Data centers of all sizes are integrating advanced AI servers into their infrastructure as the workload demand increases. Incorporating AI into legacy data centers is complex because they weren’t designed to handle increased server loads and heat.
AI integration requires specialized designs similar to those in hyperscale data centers, which also face high load challenges. Advancements in processing speed and the growing demand for AI servers cause processors to generate more heat than conventional cooling systems in legacy data centers. Cooling systems must evolve to keep pace with increased temperatures. This involves infrastructure and design changes to floor loading, cabinet space, rack density and power management, as well as the integration of liquid cooling systems.
Floor loading and cabinets
Early rack cabinets were 24 inches (610 millimeters) square and weighed about 250 pounds (113 kilograms). Most building floors could support this when loads were spread by raised access floors. Advancements and integration of AI servers increase the weight and size of cabinets. Modern cabinets can now support 2,500-3,000 pounds (1,134-1,361 kg). Heavier cabinets might require floor ratings that exceed most new construction.
Admins should replace or reinforce cabinets to support the increased weights of AI servers. This requires assessment of cabinet size and weight, the number of server racks, aisle design, cooling systems and raised floor weight capacity, which varies by floor height and equipment placement. Exceptionally deep cabinets typically do not fit into legacy row spacings, making the layout challenging. IBM has an available floor load calculator that estimates the equipment floor load value.
Power
Standard data center cabinets contain 42 rack units, with the most common rack configurations ranging between 100 kilowatts and 150 kW. Legacy data centers were designed to use a rack density of 5 kW to 10 kW. AI server integration demands a rack density of at least 50 kW. Conventional AC circuits and wiring can’t efficiently deliver the electrical current necessary for larger AI arrays. Additionally, conventional power cords, plugs and receptacles aren’t rated for the temperatures in AI server cabinets.
Many AI platforms have standardized on 400-volt DC, requiring special power supplies and integrated power distribution buses. Admins should hire experts to integrate all power into a cabinet complex with the computing rack and install power buses to manage electrical distribution above raised floors. This increases airflow and cooling efficiency.
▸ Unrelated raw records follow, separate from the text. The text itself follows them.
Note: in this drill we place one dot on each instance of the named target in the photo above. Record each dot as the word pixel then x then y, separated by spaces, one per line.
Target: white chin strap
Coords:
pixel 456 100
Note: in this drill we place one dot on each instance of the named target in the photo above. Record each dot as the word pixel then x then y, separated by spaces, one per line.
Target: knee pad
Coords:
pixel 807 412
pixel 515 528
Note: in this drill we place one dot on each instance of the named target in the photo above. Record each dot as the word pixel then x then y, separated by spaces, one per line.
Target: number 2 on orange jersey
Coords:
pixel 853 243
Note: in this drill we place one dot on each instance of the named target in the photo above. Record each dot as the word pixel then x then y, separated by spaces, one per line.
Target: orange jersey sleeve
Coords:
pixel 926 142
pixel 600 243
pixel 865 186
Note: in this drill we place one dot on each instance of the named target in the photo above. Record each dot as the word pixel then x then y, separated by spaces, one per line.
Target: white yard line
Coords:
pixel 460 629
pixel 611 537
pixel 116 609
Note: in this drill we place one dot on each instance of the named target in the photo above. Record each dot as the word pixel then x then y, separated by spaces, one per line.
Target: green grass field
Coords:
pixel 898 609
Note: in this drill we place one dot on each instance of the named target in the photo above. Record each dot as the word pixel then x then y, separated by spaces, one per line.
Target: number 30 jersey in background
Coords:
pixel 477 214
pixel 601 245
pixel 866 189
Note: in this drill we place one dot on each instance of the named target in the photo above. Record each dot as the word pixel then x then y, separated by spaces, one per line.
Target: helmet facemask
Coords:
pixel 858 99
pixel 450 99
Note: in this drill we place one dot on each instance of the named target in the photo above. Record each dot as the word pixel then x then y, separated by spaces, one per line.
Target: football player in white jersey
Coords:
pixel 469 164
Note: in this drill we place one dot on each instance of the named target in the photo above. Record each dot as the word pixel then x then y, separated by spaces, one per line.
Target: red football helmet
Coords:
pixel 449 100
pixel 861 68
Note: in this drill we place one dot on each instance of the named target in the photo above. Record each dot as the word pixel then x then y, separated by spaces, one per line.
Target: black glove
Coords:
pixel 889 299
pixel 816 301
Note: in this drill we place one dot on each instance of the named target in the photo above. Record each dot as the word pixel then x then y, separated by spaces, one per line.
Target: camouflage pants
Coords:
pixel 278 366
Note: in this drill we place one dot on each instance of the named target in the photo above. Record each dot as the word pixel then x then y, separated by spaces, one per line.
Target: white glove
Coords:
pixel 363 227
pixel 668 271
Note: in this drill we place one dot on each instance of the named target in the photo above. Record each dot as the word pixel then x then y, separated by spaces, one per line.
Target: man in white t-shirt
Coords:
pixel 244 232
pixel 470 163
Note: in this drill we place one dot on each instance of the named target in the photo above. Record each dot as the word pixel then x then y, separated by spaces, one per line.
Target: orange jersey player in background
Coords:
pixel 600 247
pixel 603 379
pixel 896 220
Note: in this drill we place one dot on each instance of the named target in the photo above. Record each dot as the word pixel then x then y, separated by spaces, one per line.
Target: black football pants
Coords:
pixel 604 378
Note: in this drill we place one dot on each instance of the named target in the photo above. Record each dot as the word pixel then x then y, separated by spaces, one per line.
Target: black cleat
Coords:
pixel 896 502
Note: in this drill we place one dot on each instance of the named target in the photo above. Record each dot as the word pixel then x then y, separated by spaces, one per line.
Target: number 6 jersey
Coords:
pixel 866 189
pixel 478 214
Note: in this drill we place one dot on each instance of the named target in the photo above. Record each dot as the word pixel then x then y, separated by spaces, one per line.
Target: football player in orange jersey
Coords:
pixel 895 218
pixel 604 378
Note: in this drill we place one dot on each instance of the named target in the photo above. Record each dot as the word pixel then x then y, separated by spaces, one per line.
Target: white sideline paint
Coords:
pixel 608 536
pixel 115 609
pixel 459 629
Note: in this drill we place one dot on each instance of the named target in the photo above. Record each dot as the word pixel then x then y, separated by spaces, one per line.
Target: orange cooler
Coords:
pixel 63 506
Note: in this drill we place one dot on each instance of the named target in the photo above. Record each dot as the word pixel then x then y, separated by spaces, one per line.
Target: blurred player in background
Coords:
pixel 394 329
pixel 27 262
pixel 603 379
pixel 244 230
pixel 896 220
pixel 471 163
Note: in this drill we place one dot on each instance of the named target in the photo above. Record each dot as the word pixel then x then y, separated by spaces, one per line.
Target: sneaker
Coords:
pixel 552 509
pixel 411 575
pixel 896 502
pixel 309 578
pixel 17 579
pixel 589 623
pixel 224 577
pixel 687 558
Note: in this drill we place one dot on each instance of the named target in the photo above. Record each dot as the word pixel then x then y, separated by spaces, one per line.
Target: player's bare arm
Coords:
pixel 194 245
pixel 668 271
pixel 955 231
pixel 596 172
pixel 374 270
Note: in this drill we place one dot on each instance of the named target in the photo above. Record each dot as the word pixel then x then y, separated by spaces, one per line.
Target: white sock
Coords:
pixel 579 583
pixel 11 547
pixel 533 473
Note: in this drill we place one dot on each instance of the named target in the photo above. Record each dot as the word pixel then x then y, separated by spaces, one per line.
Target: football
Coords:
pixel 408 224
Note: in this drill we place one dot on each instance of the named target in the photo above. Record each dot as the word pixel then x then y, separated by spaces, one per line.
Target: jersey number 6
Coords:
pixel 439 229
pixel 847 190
The circuit ratings in Figure 1 only serve one AI computing cluster platform, which is likely the most installed in a legacy data center. Larger installations use even higher voltages, and all power should be redundant.
Stable uninterruptible power supply energy is critical for AI infrastructures, which operate at 100% capacity all the time. Admins must assess the increased power necessary to integrate and sustain AI server operations and update electrical systems to accommodate the energy demand. Admins should also assess backup generators and upgrade them to ensure backup systems can handle increased energy consumption to mitigate downtime.
Cooling
Many AI servers support the integration of direct-to-chip liquid cooling loops, which cool the processors. Direct-to-chip systems cool up to 75% of the heat load, while conventional cooling systems manage the remaining heat.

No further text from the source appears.